Nursing homes know that. And they also know that, more often than not, their customer isn’t the person moving into the nursing home — it’s the younger relative who’s managing the move. “Whether it’s a home-health agency or an assisted-living facility or a full 24-hour-a-day nursing home, these places market themselves to our desires, not to our parents’ desires, because more often than not, we’re the decision makers. So we bring the parents around and they will tell us, ‘We are incredibly safe,’ and that’s what we want to hear. But how lonely are people there? How purposeful are their lives?
“SAFETY IS WHAT WE WANT FOR THOSE WE LOVE AND AUTONOMY IS WHAT WE WANT FOR OURSELVES”
“People experience these as prisons. As people get older they get lower levels of anxiety, higher levels of happiness, until you put them into these institutions, and then that’s when you see the three plagues of loneliness, helplessness, and boredom.
“You know, people don’t want to play bingo and be comfortable all the time.
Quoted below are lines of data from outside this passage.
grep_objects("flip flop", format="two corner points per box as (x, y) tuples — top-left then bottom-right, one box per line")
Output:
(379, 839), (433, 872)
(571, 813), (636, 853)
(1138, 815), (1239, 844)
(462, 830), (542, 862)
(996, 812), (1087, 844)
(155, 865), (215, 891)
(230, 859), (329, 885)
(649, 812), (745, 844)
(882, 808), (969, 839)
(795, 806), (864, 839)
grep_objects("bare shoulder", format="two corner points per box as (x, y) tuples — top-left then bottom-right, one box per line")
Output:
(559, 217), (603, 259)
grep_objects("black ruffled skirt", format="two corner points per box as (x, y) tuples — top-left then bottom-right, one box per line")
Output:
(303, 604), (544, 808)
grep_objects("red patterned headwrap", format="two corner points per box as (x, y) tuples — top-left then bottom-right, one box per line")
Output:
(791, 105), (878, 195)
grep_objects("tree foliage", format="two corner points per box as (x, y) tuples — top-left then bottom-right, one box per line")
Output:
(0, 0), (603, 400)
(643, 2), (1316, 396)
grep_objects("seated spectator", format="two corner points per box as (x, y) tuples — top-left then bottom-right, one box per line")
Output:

They want to know that they have some things that connect them to who they are. But that is not what families are asking about. And so the result is that we get places that end up reconstructed to look like more and more like hospitals, instead of like homes where you can go to the kitchen and get what you like.”
9) Where we die is changing — fast
“In 1950 in the United States,” Gawande says, “the majority of people died in their home. And the reason why is they didn’t see that there was much likely benefit of going to a hospital. But we discovered a ton of stuff in the last half-century so that by the end of the 90s, 83% of us died in an institution, most commonly the hospital. And only 17% died in the home. That was out of faith that there was going to be something that could be done.
“But as prosperity continued to rise, we began to expect that we’re going to have some control and some quality of life and there’s been, in the last 5 years, this countervailing force. We’re closing in on 50 percent of people now dying in hospice, either at home or in a hospice center outside a hospital.”